Roger Corman, who has not produced a decent film in the last fifteen years, must have been saving up all his creative forces for this entertaining bit of science fiction-horror.
John Hurt plays a scientist in 2031 who is working on a new weapon for the government that implodes the enemy and makes them disappear, usually through a time slip into another time. Hurt himself is sucked in back to 1831, and meets Dr. Frankenstein, who is mourning the loss of his younger brother. The brother was killed by the Monster, but an innocent girl is blamed and plans are made to execute her. Hurt discovers Mary Godwin (soon to be Mary Shelley) and enlists her aid in helping the girl. The girl is executed despite their efforts, and Hurt meets up with Lord Byron and Percy Shelley, while trying to stop the Monster from killing again. Eventually, Hurt decides to stop Frankenstein using the very technology that sent him to 1831 in the first place.

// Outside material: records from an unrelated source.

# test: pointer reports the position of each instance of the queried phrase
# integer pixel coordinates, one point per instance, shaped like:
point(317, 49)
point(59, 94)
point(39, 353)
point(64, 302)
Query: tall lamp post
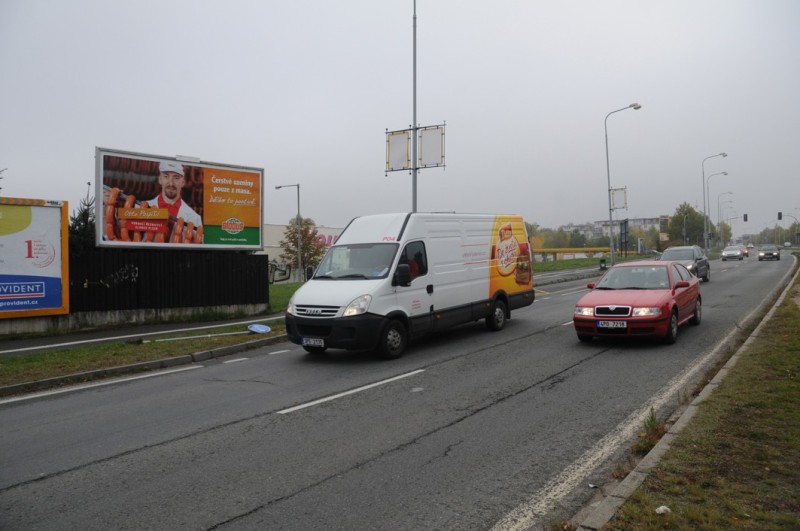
point(703, 185)
point(708, 195)
point(299, 231)
point(634, 106)
point(719, 215)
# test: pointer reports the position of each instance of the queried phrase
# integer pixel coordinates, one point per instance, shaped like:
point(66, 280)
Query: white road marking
point(129, 336)
point(346, 393)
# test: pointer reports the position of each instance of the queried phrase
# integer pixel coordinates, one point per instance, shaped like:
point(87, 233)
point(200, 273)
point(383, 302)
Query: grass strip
point(737, 464)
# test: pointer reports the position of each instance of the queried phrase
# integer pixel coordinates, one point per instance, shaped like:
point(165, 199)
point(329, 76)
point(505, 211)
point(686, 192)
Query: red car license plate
point(612, 324)
point(313, 342)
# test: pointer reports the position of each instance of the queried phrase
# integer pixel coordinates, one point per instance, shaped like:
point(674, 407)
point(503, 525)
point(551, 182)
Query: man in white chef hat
point(172, 179)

John Hurt is a revelation here in a leading role. Stripped of the weird characters he is too often asked to play, he comes across as completely normal and very good. Bridget Fonda is also good as Mary Godwin. Raul Julia makes a great Dr. Frankenstein, eschewing the hysterics of past mad doctors. Michael Hutchence as Shelley and Jason Patric as Byron are rather funny as the nineteenth century's versions of free loving hippies. Their scenes are too few.
This was Corman's first directorial effort in twenty some odd years, but he has a very good touch with the camera. The special effects, especially involving the time slip cloud, are impressive without seeming cheap. The ending does get a little too allegorical, and the effects inside the future city's brain do look cheap, but the whole film was a positive experience. Frankenstein's Monster here is one of the scariest of all time. The stitched eyeballs are gross, and his appearance is genuinely hideous. He can speak, no mumbling and shuffling here. I would put this film on par with "Time After Time" and "Somewhere in Time," two other films that used their stories to compel the plot forward, not a bunch of special effects.
I recommend Frankenstein Unbound to both science fiction and horror fans. (* * * * *) out of five stars.